View Full Version : Recovering Deleted Files from OS X Server 10.6.8
Jun 4, 2013, 09:46 AM
Is it possible to recover files that are deleted from the server? By default, when I delete files from the server running OS X 10.6.8 it says that the files will be deleted permanently. Isn't there a way to change this behavior so that if you accidentally delete a file / folder you can retrieve it?
Is Time Machine the solution here?
Jun 4, 2013, 09:51 AM
I don't know too much about servers but I think the problem here is that there is no Trash Folder (The Trash is an invisible Folder) on the remote Data carrier, same with some other physical disks for instance, if there is no trash Folder the Finder can't move it to the Temp. Folder so it gets deleted instantly.
Jun 4, 2013, 09:08 PM
Can try searching for invisible folder ":trashes". That's how we used to recover user deletions.

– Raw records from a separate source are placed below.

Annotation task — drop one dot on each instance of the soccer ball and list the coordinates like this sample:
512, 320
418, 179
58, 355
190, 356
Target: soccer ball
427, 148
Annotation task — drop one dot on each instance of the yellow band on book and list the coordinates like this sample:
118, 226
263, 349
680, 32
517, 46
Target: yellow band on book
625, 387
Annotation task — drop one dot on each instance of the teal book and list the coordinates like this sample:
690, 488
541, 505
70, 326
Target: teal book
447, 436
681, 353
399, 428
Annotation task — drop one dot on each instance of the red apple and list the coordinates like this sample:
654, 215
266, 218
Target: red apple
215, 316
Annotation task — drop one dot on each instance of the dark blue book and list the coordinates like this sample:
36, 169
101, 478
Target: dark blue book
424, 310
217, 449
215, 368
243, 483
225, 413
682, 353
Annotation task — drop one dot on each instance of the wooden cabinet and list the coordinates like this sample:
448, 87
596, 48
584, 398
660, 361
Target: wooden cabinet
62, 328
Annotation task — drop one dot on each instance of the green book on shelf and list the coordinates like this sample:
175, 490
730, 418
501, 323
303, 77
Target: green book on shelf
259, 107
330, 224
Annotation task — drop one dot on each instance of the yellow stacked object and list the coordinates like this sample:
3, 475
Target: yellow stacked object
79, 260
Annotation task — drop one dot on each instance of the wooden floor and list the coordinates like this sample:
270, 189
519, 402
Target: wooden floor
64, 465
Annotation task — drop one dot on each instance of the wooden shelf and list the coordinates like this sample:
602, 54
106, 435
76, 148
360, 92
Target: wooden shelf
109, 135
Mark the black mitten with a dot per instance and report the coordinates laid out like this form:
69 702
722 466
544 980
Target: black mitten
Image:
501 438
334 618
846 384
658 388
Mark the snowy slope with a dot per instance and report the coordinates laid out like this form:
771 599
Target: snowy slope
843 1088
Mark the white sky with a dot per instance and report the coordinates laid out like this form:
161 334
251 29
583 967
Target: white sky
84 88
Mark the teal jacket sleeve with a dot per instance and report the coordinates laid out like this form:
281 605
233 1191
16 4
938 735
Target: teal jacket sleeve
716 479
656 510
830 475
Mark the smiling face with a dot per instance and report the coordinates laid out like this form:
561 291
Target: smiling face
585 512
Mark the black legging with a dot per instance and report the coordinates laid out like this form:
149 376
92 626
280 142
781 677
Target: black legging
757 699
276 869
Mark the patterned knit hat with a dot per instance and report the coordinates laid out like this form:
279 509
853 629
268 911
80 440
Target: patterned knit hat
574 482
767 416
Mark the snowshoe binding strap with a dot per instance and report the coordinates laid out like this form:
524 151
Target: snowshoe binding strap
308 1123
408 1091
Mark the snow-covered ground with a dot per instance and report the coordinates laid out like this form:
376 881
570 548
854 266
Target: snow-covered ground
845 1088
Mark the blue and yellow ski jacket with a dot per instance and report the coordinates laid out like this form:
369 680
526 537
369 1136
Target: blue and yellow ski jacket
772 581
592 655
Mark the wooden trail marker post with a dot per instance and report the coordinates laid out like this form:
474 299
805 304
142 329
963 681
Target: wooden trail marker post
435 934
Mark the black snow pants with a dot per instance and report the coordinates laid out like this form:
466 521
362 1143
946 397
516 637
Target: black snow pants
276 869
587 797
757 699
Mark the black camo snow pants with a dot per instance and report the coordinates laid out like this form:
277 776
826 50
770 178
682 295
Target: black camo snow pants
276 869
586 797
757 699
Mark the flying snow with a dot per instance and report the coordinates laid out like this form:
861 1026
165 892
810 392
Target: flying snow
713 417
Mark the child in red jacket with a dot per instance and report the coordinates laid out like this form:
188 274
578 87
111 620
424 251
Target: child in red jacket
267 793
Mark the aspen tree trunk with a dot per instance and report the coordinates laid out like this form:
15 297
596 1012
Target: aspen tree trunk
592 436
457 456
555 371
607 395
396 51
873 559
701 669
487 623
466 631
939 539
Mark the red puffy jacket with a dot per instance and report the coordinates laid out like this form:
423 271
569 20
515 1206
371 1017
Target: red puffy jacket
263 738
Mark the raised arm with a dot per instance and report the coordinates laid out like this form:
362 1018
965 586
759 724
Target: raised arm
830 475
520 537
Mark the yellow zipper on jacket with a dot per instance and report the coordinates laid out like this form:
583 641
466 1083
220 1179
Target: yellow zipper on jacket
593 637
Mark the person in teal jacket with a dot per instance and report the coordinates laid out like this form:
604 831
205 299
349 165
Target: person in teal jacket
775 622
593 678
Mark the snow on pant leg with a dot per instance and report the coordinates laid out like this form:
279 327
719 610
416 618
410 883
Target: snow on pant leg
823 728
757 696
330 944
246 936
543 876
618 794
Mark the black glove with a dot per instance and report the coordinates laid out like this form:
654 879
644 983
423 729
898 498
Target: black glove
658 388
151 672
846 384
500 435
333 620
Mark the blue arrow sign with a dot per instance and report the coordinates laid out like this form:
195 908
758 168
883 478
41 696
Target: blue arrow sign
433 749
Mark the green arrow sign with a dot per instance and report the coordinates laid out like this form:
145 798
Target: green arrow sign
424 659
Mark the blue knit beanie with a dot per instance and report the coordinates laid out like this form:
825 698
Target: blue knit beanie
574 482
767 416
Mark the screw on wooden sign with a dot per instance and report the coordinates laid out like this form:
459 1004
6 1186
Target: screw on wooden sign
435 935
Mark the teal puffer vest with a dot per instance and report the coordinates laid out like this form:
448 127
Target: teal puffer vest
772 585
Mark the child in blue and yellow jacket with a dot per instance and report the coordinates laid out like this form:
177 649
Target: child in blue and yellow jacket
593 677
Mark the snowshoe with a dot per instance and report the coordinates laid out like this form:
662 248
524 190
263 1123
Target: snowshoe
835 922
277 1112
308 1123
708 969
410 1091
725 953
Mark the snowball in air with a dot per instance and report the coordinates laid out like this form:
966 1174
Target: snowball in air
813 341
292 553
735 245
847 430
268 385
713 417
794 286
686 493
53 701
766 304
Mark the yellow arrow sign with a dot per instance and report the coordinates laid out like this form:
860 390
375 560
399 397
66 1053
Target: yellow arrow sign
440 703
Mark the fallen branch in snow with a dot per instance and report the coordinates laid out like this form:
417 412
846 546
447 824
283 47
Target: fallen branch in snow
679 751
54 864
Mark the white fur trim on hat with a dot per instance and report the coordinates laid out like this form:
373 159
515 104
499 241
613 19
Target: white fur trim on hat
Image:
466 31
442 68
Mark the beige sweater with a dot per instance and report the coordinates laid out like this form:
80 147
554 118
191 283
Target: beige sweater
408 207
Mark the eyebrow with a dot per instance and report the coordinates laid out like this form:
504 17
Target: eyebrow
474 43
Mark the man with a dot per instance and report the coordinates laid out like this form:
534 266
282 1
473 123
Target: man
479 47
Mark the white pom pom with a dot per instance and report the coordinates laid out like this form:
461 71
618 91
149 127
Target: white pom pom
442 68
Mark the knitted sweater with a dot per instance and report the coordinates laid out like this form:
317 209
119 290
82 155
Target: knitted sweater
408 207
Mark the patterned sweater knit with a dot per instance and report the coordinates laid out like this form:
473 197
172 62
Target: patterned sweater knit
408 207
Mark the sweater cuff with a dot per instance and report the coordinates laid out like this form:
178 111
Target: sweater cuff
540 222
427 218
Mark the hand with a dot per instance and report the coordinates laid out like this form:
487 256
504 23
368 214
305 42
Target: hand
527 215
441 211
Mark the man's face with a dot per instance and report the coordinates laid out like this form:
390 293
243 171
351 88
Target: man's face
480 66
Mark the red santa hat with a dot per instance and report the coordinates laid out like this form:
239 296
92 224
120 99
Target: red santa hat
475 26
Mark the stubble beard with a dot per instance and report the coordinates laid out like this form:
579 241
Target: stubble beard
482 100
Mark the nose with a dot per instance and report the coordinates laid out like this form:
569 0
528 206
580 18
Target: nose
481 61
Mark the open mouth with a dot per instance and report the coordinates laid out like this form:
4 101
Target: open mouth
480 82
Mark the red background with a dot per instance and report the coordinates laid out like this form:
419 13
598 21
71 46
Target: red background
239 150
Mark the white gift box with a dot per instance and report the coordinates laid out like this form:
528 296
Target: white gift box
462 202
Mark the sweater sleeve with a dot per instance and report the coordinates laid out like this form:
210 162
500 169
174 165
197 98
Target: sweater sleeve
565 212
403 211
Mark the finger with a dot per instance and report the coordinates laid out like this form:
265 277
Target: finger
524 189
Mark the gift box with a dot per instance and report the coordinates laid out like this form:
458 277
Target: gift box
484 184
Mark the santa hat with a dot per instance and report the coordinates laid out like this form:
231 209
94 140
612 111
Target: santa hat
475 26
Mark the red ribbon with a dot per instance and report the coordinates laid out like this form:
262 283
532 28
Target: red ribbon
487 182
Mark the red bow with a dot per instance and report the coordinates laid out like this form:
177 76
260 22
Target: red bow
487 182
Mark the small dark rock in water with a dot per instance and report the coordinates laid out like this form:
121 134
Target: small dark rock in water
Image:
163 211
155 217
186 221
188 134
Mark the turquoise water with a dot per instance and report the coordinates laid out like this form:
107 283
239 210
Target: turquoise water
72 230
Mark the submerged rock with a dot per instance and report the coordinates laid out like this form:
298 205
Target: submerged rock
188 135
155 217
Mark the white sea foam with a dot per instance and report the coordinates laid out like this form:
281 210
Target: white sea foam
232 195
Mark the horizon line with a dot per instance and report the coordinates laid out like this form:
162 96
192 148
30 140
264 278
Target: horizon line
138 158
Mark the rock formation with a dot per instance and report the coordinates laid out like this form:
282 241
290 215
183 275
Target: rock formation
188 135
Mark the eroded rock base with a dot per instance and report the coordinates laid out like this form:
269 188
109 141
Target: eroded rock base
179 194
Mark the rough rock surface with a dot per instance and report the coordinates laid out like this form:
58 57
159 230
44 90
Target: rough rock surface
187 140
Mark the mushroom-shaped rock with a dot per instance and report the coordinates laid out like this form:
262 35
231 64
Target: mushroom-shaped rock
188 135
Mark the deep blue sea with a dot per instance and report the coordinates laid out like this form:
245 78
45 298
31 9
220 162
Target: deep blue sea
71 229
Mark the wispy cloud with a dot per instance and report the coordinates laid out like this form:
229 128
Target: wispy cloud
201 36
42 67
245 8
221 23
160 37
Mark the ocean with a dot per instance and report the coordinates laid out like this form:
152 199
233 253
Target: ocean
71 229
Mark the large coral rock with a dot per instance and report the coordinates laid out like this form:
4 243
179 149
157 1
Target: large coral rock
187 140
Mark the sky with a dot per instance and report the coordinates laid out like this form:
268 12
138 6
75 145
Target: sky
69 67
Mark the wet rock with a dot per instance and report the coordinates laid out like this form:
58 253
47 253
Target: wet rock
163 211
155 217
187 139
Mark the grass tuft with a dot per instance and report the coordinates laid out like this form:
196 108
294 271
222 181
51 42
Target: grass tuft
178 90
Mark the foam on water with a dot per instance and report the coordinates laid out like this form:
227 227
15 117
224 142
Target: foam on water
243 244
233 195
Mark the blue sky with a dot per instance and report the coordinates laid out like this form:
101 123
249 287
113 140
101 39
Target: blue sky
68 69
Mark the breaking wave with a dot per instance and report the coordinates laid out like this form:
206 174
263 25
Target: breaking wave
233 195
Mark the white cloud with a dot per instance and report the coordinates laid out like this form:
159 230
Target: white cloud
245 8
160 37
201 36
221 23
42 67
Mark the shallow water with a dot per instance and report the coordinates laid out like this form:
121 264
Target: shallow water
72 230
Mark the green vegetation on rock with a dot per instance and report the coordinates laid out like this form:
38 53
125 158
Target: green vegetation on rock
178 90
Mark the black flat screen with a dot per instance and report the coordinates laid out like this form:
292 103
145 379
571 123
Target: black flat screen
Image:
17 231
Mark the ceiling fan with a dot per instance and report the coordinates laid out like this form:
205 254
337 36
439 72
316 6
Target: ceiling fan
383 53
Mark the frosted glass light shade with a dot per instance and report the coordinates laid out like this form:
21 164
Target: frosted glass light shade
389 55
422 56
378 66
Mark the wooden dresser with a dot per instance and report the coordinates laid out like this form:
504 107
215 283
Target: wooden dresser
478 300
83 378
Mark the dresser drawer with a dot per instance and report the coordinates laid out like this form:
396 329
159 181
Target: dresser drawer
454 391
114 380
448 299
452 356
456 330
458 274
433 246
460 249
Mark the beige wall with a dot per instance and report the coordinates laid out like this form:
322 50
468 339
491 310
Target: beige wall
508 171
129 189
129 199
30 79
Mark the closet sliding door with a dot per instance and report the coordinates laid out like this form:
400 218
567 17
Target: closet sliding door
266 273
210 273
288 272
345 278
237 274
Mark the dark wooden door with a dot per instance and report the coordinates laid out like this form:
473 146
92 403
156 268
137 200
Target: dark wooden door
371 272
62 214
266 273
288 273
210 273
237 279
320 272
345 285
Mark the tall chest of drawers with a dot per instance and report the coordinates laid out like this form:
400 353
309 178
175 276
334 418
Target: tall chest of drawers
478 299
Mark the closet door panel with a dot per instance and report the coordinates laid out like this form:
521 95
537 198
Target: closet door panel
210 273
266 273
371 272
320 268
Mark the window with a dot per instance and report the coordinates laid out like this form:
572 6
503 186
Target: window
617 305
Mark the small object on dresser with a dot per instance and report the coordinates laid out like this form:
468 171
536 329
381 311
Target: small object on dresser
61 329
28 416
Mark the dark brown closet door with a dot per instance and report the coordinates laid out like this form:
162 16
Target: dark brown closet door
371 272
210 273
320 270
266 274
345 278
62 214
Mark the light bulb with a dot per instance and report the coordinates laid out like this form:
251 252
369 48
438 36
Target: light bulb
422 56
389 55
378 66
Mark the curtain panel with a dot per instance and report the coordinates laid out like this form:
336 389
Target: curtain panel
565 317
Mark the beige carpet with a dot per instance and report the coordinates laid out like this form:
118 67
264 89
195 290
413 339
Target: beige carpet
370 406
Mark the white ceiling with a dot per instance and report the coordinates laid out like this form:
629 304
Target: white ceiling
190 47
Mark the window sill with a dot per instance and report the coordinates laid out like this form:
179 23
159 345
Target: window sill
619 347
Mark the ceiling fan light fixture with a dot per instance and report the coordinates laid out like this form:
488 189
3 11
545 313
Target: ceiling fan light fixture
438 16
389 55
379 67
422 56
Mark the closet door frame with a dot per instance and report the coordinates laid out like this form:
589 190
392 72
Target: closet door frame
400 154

Hindsight is golden, but I'd suggest in the future using Carbon Copy Cloner and use the archiving feature. It's good stuff.
Jun 5, 2013, 12:28 PM
Time Machine would only help you in the future.
If you don't have a Time Machine backup yet, then your best option would probably be Data Rescue 3 for Mac.
Mar 7, 2014, 06:34 AM
If you did not empty the Trash, click on the Trash icon at the right side of the Dock and drag those files to a different location.
If you emptied the Trash, it is more difficult. Typically, when a file is erase, it is not really erased. The space the file occupied become unallocated, so that new data can be written over that space. If new data files have not yet been written over that space, the old data is still there and may be recoverable.
There are utilities specifically for data recovery. For example (I have not used)
Other more general utilities, such as TechTool Pro by Micromat, have a data recovery "module" as part of the package. I have this utility (and it's a good product), but I have never used it for doing data recovery.
You may be able to use such tools to recover erased data. If you intend to try, you should use the disk that held the erased data as little as possible, to reduce the likelihood that new data files will be written over the space used by the old data.